ERROR. Station in sea:
File: cldupdate6190/cldupdate6190.1996.01.txt
Offending line: 18.54 72.49 11.0 -6.600004305700
Resulting indices ilat,ilon: 218 505

This is a station on the West coast of India; probably Mumbai. Unfortunately, as a coastal
station it runs the risk of missing the nearest land cell. The simple movenorms program is
about to become less simple.. but was do-able. The log file was empty at the end, indicating
that all 'damp' stations had found dry land

Then there is the problem of the inclusion of "synthetics".

This is not necessarily evil fakery (despite some more hysterical claims that I've read) it's a way to interpolate data that is missing for one reason or another. There are two problems here, the first is that the generation of the "synthetic" data is a black art and one that occured once many years ago and which is now lost (maybe) and the second of which is the decision about when to use the synthetic data.

The latter problem is simple to explain: there are numerous cases where there is partial data (Tmin say bit not Tmax for a station for a time period) or data that looks questionable (is it massive rainfall or a transcription error?) where the choice of whether to use a synthetic or not is not so clear cut.

The first problem is potentially more worrying in that they seem to be based on historical climate models - and old ones at that. Since the models tend to have been written and tested against older versions of the HADCRU (and other) historical series there is a feedback loop which appears to lead to a potential problem of confirmation bias. I'm not sure that it has done so - and we don't I think have the data to see one way or another - but if there is an "evil" bit of HADCRU then this positive feedback loop is probably where it is. Any other errors introduced are, it seems to me, not ascribable to malice but rather very definitely caused by some combination of ignorance, incompetence, carelessness etc.

I could go on but I do actually have real work to do so I'm going to stop again here for now with the following.
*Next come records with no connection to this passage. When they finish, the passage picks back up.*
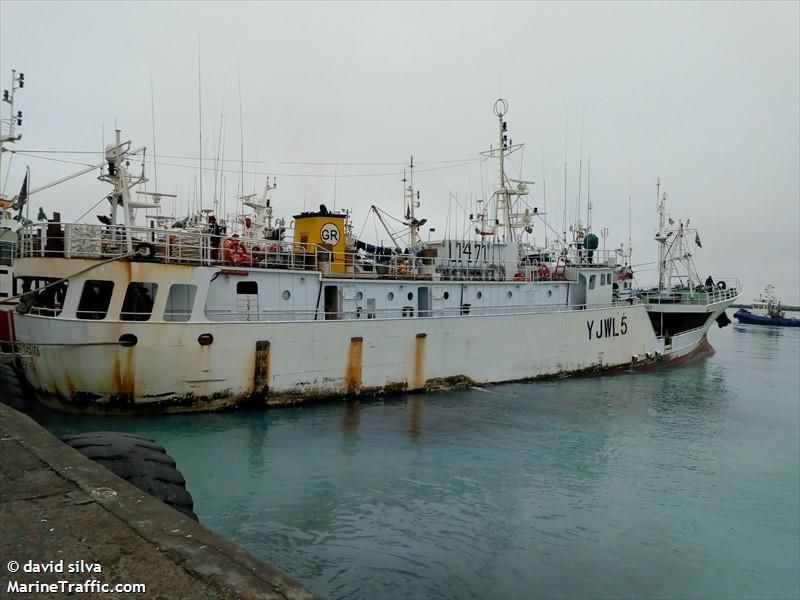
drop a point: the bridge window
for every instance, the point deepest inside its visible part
(95, 299)
(180, 302)
(138, 302)
(46, 295)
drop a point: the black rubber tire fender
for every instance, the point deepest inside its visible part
(140, 461)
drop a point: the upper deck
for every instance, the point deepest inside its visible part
(466, 260)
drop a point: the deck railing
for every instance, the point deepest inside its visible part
(725, 289)
(76, 240)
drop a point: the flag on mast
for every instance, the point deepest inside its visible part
(22, 198)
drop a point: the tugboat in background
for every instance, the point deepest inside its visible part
(766, 310)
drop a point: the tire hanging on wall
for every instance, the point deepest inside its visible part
(139, 461)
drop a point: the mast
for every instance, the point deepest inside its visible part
(505, 218)
(14, 120)
(412, 202)
(661, 235)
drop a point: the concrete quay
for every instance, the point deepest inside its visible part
(57, 505)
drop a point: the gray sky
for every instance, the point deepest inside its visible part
(705, 96)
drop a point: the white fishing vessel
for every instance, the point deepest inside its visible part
(123, 317)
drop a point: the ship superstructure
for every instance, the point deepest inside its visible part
(121, 317)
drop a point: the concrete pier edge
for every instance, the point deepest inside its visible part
(223, 569)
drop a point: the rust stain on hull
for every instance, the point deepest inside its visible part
(124, 373)
(352, 375)
(418, 380)
(261, 369)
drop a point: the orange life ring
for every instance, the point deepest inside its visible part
(234, 251)
(544, 272)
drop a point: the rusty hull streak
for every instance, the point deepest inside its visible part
(123, 403)
(261, 370)
(352, 375)
(87, 403)
(419, 362)
(124, 373)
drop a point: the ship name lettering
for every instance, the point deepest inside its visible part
(607, 327)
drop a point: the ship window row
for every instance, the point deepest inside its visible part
(137, 305)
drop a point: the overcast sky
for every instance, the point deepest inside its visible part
(704, 96)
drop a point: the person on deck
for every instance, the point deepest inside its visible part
(216, 235)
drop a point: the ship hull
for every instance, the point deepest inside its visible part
(272, 364)
(746, 317)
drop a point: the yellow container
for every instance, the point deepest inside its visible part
(322, 234)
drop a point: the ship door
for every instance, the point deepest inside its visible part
(424, 301)
(331, 302)
(247, 300)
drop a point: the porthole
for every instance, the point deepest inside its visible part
(127, 340)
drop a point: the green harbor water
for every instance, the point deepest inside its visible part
(679, 483)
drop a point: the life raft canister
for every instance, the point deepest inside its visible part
(544, 272)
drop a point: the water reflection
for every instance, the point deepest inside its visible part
(415, 417)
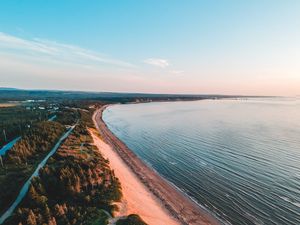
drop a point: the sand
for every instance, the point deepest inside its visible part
(136, 198)
(144, 191)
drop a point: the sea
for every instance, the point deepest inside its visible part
(237, 158)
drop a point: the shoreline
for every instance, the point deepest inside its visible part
(178, 205)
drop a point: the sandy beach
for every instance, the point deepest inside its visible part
(144, 191)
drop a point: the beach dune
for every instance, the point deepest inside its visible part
(144, 191)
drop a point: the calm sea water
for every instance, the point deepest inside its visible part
(240, 159)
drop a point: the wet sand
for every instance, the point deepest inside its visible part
(145, 192)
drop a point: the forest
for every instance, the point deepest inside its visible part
(76, 186)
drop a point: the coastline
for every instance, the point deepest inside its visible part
(178, 206)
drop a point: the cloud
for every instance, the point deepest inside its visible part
(46, 50)
(177, 71)
(163, 63)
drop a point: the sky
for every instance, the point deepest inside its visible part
(152, 46)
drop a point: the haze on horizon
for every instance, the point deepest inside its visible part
(171, 46)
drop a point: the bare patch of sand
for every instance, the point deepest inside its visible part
(137, 199)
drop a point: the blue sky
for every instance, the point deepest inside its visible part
(166, 46)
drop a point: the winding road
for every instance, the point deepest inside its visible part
(26, 186)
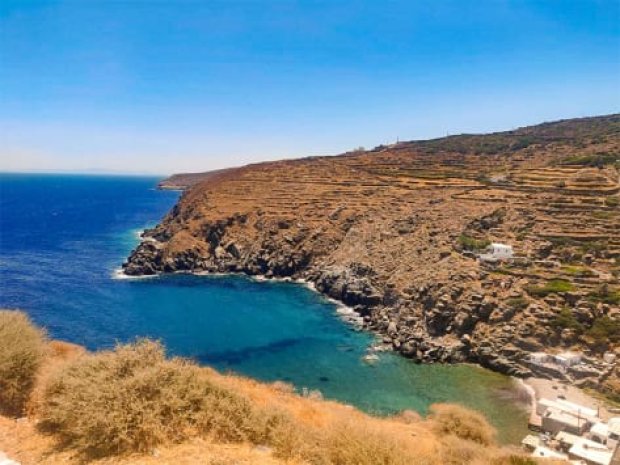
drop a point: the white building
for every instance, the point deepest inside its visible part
(591, 452)
(546, 453)
(555, 420)
(567, 359)
(497, 252)
(606, 433)
(539, 357)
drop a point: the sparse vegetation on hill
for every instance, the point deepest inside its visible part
(22, 347)
(132, 405)
(390, 233)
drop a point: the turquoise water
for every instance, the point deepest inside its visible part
(62, 237)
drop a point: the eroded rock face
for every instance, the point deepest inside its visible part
(393, 234)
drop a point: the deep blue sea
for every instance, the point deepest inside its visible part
(63, 236)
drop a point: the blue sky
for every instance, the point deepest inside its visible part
(168, 86)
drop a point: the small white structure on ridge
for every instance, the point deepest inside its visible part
(568, 359)
(497, 252)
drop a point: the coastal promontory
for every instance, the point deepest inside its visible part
(396, 232)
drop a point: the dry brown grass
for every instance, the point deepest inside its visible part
(450, 419)
(133, 399)
(133, 405)
(22, 347)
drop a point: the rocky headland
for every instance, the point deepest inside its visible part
(394, 232)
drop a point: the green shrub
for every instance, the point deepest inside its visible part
(22, 348)
(551, 287)
(566, 320)
(606, 295)
(470, 243)
(518, 303)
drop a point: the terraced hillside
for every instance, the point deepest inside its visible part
(394, 231)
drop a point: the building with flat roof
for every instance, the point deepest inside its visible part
(590, 452)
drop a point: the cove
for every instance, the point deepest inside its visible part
(62, 237)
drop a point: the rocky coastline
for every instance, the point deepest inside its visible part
(394, 234)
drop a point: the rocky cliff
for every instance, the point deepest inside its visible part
(393, 232)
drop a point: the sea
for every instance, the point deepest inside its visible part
(63, 238)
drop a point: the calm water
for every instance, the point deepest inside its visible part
(62, 237)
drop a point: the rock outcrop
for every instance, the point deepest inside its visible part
(394, 232)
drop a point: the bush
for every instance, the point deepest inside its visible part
(470, 243)
(605, 295)
(462, 423)
(566, 319)
(518, 303)
(133, 398)
(551, 287)
(22, 347)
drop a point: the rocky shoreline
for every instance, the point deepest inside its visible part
(380, 310)
(394, 233)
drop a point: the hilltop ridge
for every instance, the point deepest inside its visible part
(393, 233)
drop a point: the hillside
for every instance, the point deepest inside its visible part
(393, 233)
(134, 405)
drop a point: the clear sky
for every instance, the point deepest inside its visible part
(168, 86)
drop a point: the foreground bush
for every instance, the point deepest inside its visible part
(463, 423)
(133, 399)
(22, 347)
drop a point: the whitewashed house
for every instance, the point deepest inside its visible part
(590, 452)
(539, 357)
(497, 252)
(568, 359)
(606, 433)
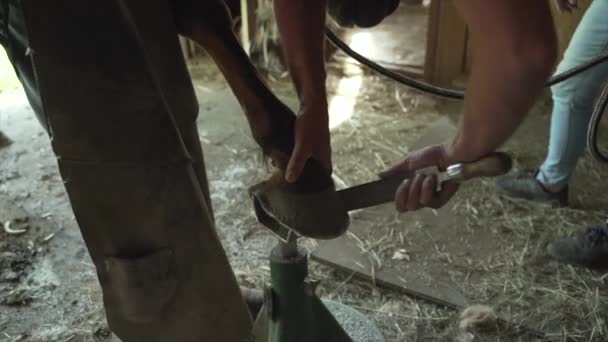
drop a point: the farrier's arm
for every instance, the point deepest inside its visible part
(515, 56)
(515, 53)
(302, 26)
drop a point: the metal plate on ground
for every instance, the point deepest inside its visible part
(412, 261)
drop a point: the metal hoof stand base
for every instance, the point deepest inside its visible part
(293, 313)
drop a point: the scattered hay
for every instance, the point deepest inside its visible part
(477, 317)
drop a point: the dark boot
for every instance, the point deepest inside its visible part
(589, 248)
(526, 186)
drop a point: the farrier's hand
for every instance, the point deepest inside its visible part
(312, 140)
(420, 191)
(566, 5)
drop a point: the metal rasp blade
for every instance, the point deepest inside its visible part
(370, 194)
(383, 190)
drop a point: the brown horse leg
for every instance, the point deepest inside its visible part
(271, 122)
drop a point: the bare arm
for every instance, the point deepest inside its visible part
(515, 54)
(302, 27)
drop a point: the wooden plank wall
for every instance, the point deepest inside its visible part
(565, 25)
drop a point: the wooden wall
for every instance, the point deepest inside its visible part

In their defense the CRU note that their temperature series mostly agrees with the ones from NCDC and GISS as if this excuses the abysmal quality of the processing. This is indeed true but given that there is significant shared source data and apparent cooperation between the teams this is not precisely reassuring. I haven't paid any attention in this analysis to the mathematical calculations being done since that's not what I can readily comprehend but it seems quite likely that each system applies similar data "cleansing" and "homogenizing" because the synthetics (see above) are going to be similar. Hence the confirmation bias problem as results that don't match up with the other two will tend to be scrutinized (and possibly adjusted) while the ones that do are left alone.

Since the adjustment mechanism, indeed the entire process, is opaque the claim that black box 1 produces are result similar to black box 2 is not convincing.

In my opinion the entire project needs to be rewritten, and part of the rewrite should include using an actual database (SQL of some variety) to store the intermediate data. In fact the more I read through the HARRY_READ_ME doc (and glance at the code) the more I realize that open sourcing this, as suggested by Eric Raymond,  would get huge benefits. By open sourcing it, the calculation and work flow would have to become more clear and we would be able to identify questionable parts. Open sourcing would also lead to the imposition of basic project management things like archiving and version control which seem to have been sorely lacking and it would allow a large group of people to think about the data structures and the process flow so that it can be made less subject to error.

Furthermore there are enormous problems in terms of station IDs and identifying whether stations have moved, been renamed and so on. And there are problems with data quality for stations (record missing, mistranscribed etc etc) where a distributed team would almost sertainy do better in terms of verifying the data (and potentially adding more raw data when it is found).

Even if the end result of the open source version were identical to the current one, opening this stuff up to public scrutiny and allowing people to contribute patches would go a long way towards improvng the quality of the output and go even further towards improving the credibility of the output which right now is low amongst anyone who's actually taken a proper look at the process.